Like most, I hadn’t heard of the term “furlough” before the pandemic. That changed when my employer informed I was to be furloughed for the month of May. My first instinct was “Hurrah! A whole month off and being paid for it!” shortly followed by “What am I going to do for 31 days when I can’t go out of the house. And will I have a job to go back to?”
Some colleagues chose to use their time off to volunteer for other charities. Because I had private consulting work, along with IoF activities and family commitments, this wasn’t a viable option. Not being one to sit about and watch telly, I set myself four personal goals each day or “My Furlough Four.” These goals aimed to keep my mind and body engaged, and to keep in touch with friends, family and colleagues. Those family members locked down with me were “included” in my quest and we discussed my progress around the dinner table each night.
1. Learn a new fact – My family moved house in December, and our new home is surrounded by farmland. Before I moved here, I was sure that I knew quite a bit about all-things-country. I know now this is not true. Eight of my learned facts were about animals, including squirrels sleep in dens called dreys (fact 1), reindeer’s eyes change colour depending on the season (fact 10), and a family of peacocks (and peahens) is called a bevy (fact 21). My husband and sons are scientific, so I also learned several facts about science, including that Alfred Nobel not only gave his name to the infamous 5 prizes but also invented dynamite (fact 4). Many of my learned facts were about food (and drink) because they seemed to be the few pleasures allowed during lockdown.
2. Minimum of 30 minutes of activity – Because government guidelines allowed for only one hour of activity outside the house each day, my activity primarily consisted of taking walks. I walked just shy of 70 miles during the month – nearly far enough to get me across to the other side of the country (though I’d have to catch a train back!) I also spent a good deal of time in the garden and even got on the bike a few times.
3. 10 minutes of Yoga – Working from home in April had caused me some lower back problems – I blame the endless Zoom calls – and so yoga helped me focus on my posture and strengthening my back. But more than that, it helped clear my mind and concentrate on the now. Over the month, I spent 6 hours in total doing yoga.
4. Connect with friends and family – Feeling the strain of being socially distanced from others during this time, I felt it important I didn’t become socially isolated. So with the aid of Zoom, WhatsApp, HouseParty, and the telephone, I reached out to 25 different friends, family and work colleagues. It was a great opportunity to catch up and to make a genuine connection.
As fundraisers, we are conditioned to think and plan ahead.

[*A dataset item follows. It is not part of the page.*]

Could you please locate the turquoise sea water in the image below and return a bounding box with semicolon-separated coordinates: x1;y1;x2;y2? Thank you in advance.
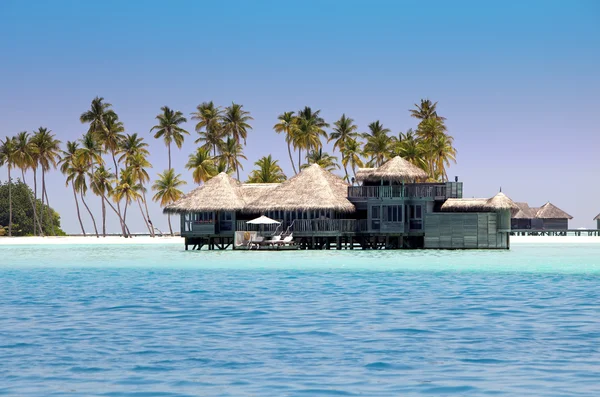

Through my “Furlough Four” I set myself daily goals, concentrating on the here and now. I didn’t beat myself up if I didn’t do all four every day, but it did give structure and a sense of achievement.
Learning a new fact each day reminded me to seek out clarification, especially for those things I might have taken for granted. Research shows that keeping physically active supports healthy brain function and can improve moods. I’ve lost count the number of hours I’ve spent hunched over a desk filling in an applications.
From now on, I’ll make the time to get up and take a walk. Reaching out to friends and family reminded me of the value of relationships, and how, in the time of need, it’s even more important to stay in touch. As I return to the hustle and bustle of work, I’ll strive to remember what I learned, and apply it my daily activities.